Bank of Scotland PLC v (1) Nicholas Forrester (2) Ivor Forrester (2014)

Summary

Where a son had bought his father's property from the father's trustee in bankruptcy and the father had continued to live in the property, the court found that there had been an agreement that the beneficial interest in the property would remain with the father, not pass to the son.

Facts

The claimant bank (B) claimed possession of a property whose registered owner was the first defendant (N) and which was occupied by the second defendant (X), who was N's father. X also claimed a declaration that N held the legal title on trust for X.
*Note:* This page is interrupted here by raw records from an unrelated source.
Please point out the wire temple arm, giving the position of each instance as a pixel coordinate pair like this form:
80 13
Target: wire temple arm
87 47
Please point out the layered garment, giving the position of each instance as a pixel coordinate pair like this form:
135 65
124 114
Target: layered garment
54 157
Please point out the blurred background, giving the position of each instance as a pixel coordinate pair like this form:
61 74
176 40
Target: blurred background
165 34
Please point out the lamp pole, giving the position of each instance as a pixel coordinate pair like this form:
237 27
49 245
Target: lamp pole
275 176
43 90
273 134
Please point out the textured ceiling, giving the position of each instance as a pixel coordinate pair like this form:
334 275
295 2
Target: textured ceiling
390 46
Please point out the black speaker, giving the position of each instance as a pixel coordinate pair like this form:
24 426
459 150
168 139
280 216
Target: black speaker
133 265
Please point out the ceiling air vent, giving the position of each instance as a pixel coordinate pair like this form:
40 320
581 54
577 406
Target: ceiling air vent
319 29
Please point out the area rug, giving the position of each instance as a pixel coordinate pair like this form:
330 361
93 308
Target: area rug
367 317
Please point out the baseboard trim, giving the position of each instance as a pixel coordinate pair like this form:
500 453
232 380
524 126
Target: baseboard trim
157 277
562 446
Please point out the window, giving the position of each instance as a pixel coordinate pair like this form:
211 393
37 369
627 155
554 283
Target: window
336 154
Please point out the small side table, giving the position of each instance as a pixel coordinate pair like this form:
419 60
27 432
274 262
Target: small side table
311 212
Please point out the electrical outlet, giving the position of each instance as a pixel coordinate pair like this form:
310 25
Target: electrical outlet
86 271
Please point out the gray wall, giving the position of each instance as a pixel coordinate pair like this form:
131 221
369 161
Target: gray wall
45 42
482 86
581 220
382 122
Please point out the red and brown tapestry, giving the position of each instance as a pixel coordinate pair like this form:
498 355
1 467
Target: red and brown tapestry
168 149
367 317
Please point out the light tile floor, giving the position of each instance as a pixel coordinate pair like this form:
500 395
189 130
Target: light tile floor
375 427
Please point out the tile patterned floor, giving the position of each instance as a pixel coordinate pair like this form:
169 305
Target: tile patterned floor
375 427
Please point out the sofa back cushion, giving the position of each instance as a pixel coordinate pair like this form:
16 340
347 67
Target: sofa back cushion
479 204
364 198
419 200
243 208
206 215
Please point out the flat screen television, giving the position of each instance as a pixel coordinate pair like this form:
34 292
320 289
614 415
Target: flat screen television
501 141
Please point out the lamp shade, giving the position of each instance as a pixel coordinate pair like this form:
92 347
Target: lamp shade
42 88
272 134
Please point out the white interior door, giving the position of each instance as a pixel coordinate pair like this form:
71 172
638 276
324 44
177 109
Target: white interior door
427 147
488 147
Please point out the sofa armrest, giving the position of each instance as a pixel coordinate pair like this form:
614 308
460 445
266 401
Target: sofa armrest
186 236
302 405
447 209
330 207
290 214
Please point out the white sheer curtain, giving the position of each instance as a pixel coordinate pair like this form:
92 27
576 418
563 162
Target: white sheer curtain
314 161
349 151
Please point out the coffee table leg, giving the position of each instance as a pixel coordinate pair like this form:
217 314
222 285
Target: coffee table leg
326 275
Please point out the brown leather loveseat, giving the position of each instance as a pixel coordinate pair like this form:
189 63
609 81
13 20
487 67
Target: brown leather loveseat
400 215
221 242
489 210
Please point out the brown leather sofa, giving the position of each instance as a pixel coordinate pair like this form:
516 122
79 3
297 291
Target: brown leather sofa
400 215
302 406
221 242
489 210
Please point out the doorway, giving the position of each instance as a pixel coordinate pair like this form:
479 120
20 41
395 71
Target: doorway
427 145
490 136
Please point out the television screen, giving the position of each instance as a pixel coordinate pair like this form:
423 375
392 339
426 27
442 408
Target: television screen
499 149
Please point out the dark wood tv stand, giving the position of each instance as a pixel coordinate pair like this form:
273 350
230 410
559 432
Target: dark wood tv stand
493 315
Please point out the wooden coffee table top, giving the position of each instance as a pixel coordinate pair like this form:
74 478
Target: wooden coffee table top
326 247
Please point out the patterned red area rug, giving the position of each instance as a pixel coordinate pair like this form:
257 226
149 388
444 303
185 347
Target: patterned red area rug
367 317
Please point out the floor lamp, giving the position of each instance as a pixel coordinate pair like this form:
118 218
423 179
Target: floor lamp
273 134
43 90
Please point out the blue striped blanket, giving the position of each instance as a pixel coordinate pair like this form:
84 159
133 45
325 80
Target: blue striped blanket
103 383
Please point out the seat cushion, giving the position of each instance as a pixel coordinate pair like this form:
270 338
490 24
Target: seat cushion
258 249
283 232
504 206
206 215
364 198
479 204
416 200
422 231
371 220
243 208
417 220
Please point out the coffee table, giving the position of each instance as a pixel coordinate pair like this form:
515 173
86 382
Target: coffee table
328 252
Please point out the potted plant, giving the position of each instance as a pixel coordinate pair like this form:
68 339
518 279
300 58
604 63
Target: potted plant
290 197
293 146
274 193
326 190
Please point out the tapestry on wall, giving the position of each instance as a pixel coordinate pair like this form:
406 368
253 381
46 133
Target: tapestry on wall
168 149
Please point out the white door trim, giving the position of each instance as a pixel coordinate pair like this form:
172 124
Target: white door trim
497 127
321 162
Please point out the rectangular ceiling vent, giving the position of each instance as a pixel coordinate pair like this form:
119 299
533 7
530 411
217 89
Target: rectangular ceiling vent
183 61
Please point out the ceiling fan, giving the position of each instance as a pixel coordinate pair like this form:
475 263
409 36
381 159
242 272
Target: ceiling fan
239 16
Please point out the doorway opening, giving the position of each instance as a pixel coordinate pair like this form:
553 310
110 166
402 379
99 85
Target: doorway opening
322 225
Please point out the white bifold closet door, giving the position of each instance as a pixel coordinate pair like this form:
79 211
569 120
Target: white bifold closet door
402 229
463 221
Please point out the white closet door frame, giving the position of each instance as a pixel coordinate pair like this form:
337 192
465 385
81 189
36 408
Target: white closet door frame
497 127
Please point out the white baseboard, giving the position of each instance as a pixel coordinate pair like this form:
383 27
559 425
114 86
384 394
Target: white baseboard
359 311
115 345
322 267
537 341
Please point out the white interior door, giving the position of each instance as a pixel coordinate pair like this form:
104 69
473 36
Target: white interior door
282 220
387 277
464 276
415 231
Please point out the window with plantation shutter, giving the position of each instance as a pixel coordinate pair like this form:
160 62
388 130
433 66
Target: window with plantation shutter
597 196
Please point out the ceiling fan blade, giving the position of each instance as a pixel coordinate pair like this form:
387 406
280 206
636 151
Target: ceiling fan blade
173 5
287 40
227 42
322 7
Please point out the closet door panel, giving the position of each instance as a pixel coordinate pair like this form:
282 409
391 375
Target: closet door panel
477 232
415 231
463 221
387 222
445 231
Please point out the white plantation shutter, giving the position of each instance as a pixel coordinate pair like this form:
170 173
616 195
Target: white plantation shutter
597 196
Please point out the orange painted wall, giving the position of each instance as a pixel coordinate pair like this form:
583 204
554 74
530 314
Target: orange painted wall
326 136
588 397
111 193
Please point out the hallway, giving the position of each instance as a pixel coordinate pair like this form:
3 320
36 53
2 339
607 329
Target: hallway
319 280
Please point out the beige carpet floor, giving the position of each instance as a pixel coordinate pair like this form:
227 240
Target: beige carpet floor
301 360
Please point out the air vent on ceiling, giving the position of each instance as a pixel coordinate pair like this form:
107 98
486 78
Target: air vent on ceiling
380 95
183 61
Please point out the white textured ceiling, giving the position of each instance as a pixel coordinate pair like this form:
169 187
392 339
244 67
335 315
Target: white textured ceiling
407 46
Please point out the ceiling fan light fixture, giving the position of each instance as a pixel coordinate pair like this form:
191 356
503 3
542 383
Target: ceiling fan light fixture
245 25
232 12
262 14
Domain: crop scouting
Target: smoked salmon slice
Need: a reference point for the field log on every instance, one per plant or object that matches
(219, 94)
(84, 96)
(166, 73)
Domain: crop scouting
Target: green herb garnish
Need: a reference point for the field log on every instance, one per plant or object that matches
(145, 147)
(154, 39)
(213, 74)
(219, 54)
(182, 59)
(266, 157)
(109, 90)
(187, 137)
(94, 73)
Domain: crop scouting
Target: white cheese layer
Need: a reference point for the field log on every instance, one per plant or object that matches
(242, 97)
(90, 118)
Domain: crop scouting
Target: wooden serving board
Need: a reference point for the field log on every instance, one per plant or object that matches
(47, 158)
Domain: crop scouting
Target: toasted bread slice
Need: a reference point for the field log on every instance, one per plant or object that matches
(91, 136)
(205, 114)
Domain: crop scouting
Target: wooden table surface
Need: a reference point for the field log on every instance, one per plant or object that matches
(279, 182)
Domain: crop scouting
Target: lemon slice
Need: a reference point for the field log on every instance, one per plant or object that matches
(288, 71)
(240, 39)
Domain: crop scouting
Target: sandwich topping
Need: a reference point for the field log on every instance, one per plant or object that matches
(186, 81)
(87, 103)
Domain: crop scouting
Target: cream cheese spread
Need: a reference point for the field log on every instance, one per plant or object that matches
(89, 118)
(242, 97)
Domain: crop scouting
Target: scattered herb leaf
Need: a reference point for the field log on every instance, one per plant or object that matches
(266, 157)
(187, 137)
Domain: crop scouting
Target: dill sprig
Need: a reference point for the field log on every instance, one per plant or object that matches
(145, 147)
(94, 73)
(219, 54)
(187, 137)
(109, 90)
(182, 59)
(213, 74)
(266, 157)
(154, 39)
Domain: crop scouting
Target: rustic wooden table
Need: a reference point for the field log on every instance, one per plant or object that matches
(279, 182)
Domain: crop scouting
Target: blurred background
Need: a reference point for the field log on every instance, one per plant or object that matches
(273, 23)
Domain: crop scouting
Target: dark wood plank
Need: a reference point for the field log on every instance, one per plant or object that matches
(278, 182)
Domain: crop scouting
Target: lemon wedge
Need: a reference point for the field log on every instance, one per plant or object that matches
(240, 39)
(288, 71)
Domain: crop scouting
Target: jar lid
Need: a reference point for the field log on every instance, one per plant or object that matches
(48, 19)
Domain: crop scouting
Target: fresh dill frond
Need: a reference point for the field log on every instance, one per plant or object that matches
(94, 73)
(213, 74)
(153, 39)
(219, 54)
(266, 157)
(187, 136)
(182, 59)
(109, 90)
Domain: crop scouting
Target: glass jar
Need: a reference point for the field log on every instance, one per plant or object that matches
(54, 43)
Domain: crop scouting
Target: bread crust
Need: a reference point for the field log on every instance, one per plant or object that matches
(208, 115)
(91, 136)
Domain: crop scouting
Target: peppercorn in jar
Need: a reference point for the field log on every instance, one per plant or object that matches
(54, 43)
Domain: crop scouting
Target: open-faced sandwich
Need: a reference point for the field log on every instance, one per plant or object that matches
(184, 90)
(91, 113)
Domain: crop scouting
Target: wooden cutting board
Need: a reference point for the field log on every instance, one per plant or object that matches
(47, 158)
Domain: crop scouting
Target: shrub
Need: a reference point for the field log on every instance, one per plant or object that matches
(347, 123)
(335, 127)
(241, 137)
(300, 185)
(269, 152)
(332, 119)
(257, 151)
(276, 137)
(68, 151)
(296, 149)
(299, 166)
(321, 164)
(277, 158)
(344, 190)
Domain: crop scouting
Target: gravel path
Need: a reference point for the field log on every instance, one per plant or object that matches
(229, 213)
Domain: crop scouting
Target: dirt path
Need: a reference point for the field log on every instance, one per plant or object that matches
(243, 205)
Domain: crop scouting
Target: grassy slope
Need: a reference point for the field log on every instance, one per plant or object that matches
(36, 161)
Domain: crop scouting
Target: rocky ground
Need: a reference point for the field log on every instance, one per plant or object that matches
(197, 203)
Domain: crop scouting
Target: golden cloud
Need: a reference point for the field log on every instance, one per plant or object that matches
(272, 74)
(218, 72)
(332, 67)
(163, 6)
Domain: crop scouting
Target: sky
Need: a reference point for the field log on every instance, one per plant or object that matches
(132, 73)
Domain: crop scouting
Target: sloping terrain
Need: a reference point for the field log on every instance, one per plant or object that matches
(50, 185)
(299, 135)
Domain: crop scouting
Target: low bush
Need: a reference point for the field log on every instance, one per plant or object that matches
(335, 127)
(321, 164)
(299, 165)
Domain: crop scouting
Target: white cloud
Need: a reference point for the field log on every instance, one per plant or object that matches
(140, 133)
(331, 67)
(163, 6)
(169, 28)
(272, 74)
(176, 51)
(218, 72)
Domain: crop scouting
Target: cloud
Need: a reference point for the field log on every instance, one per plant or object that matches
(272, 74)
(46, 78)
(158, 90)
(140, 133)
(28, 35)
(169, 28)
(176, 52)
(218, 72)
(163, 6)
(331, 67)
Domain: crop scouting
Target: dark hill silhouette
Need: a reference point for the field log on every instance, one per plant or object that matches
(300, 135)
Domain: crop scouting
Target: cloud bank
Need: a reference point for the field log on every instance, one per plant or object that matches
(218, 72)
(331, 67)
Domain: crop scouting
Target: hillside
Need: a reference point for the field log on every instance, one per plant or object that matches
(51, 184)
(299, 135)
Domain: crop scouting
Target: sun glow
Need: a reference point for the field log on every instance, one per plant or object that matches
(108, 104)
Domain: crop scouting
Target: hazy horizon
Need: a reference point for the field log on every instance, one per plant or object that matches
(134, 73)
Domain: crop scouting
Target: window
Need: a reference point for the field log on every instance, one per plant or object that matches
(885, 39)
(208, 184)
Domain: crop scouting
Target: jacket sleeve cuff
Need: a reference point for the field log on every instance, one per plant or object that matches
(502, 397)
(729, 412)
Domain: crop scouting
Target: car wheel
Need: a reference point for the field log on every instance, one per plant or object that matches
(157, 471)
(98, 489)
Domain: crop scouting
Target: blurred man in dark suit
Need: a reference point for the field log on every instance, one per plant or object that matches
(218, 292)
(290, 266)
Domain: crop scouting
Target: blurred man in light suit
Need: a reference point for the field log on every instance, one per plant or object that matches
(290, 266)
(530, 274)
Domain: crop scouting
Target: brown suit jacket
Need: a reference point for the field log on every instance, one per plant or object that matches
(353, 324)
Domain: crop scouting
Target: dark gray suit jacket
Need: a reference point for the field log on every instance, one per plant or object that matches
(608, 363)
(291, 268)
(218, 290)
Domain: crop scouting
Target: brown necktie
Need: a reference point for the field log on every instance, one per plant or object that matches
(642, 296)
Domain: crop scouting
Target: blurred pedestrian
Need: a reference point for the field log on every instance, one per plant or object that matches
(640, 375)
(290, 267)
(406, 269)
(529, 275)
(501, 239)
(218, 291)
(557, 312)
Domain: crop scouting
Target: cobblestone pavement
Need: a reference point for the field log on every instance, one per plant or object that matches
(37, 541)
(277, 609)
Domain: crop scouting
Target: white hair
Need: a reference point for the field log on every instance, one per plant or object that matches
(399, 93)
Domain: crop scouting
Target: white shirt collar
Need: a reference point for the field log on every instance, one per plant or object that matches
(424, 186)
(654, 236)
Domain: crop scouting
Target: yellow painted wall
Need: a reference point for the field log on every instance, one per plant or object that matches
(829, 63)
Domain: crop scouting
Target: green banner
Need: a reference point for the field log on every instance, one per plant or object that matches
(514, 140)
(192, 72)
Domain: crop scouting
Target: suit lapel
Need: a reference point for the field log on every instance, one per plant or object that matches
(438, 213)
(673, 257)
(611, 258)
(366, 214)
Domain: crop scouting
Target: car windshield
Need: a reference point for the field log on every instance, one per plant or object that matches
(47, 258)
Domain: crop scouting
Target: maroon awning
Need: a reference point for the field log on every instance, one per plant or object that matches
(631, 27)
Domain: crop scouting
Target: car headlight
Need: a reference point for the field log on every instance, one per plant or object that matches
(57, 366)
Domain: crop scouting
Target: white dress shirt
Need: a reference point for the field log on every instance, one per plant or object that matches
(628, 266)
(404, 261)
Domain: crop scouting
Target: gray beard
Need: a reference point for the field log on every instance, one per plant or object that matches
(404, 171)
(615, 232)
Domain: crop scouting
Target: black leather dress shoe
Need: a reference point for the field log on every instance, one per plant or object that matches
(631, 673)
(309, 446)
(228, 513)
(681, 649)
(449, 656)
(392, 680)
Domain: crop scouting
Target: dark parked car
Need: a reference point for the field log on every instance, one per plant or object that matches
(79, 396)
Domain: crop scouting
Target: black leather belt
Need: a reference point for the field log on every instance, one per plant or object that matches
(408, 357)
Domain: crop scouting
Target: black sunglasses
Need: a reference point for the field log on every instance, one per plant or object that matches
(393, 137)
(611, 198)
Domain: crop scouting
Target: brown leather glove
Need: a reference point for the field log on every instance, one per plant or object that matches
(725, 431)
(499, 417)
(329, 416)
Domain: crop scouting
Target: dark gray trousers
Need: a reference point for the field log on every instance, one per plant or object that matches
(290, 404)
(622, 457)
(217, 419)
X had owned the property since 1964. In 1994 a bankruptcy order was made against him and a trustee in bankruptcy was appointed. In 1998 the trustee obtained an order for possession of the property, which he enforced the following year. N purchased the property from the trustee, having obtained a mortgage. X remained in occupation and made payments to N. N remortgaged the property to B, but defaulted. B sought possession. X asserted that after the trustee enforced the order for possession, he and N had agreed that the property would be transferred to N to enable him to get the first mortgage, X would pay N sufficient to cover the mortgage repayments, and the beneficial interest would remain with X. N denied any such agreement, stating that he had acquired the beneficial interest, and X had paid him rent. Under a settlement agreement, B's claim against N was subject to an agreement with X that, unless N defeated X's claim, a possession order would not be sought, but X would become responsible to B for part of the mortgage debt.

Held

HELD: The court accepted X's evidence that after the trustee had been given permission to execute the possession order, he and N had agreed that N would raise money to pay off the debts, on the basis that the property would be transferred to N to enable him to get a mortgage, and that X would pay N money each month to enable N to cover the mortgage payments. X would also pay all the outgoings on the property and would be able to remain living at the property. X had told N that as soon as the mortgage was paid off, he wanted N's name off the title. The clear and express agreement between X and N was that N was not really to own the property, save in the legal sense, and that the true owner, in the beneficial sense, was at all times to be X. The court rejected N's evidence that he had bought the property as an investment with which he could do as he liked. N's remortgaging had been done without X's knowledge; N had known that he should not have done that and that he was acting contrary to his agreement with X. It was inherently implausible that, in the circumstances, X would have agreed to an outright sale of the property to N. He would not have given up the equity by way, in effect, of a gift, but nevertheless also have agreed to pay the mortgage. The court rejected N's submission that, had there been an agreement, it would have been put into writing; it accepted X's evidence that he had trusted his son and that the need to put anything in writing had not crossed anyone's mind. Although there were significant advantages to X in that he remained in the property, he had acted to his detriment and significantly changed his position in reliance on the agreement: he could have received the surplus proceeds had the trustee sold to a third party; instead, he had paid for the mortgage and outgoings (see paras 66, 75-79 of judgment). If there had had been no express agreement, there had been an intention, common to both X and N, that X had a 100 per cent beneficial interest in the property and N had no beneficial interest, and there had been detrimental reliance (para.80).